Professor Victoria Lawson

University of Washington, Seattle

 


The Middle Classes Project

We urgently need new approaches to combating poverty in these times of neoliberal globalization, financial crisis, spiraling food and energy costs, the quickening pace of climate change and intensifying inequality. In both rich and middle income countries, there is evidence that middle classes are shrinking, giving rise to the ‘new poor’ and the ‘nouveau riche’.[1] Despite the historically important role of middle classes in supporting inclusive policies for social protection in many places, recent trends raise urgent questions about middle class responses to, and involvements with poverty. Is rapid socio-economic change creating new alliances between middle classes and the poor? Do middle class poverty politics change for those who become materially poor, but still identify as middle class? In what particular times/places do such alliances arise and become effective? What are the attitudes and responses of the newly rich to poorer sectors? We aim to explore a range of questions about the relations between middle class fragments, the poor and processes of impoverishment.
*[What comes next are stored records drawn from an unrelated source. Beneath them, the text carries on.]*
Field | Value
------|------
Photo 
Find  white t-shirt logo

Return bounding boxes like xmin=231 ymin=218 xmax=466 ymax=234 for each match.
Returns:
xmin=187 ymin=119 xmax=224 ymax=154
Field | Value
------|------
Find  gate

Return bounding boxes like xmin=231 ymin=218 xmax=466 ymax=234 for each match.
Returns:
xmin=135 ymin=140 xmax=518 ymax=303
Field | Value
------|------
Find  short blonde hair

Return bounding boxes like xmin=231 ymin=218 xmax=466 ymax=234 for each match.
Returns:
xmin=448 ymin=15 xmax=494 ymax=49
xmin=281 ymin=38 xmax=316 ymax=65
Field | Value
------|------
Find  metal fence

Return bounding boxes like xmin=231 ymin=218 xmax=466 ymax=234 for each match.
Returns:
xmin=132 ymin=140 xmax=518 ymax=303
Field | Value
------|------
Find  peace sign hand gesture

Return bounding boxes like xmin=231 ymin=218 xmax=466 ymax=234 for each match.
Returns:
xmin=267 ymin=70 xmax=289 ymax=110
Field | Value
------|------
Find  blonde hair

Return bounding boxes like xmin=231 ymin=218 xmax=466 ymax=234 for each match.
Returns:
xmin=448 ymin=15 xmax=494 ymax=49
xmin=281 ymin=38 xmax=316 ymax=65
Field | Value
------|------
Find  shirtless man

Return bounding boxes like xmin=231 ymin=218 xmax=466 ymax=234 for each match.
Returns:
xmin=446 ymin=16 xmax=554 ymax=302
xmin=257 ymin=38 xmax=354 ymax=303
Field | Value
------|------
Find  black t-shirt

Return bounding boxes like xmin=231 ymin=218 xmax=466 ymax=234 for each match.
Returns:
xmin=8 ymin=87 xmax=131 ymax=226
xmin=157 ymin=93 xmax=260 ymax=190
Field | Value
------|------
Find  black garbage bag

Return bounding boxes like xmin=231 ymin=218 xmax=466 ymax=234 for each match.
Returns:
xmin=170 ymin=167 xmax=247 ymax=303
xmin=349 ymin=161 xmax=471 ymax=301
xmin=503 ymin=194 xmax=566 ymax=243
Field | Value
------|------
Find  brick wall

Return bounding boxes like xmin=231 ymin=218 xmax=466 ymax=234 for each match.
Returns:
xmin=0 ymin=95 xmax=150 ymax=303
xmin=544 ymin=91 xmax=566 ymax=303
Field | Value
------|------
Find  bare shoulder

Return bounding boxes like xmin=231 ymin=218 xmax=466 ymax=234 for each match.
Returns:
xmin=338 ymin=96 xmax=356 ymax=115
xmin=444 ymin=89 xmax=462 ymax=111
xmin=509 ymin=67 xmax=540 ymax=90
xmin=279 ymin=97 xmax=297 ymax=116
This project builds comparative research on the links between middle class vulnerability, identities and poverty politics in Argentina, the United States, South Africa and Canada/Norway in the wake of economic, social and environmental crises.

[1] We recognize that the middle class is not a coherent concept or category. The middle class is approached in social science research as an object of study, a social relation, a subjective orientation and a discursive construction. We address this inchoate concept through our theoretical framing and at the beginning of the research design where we discuss what we mean by this concept in this project.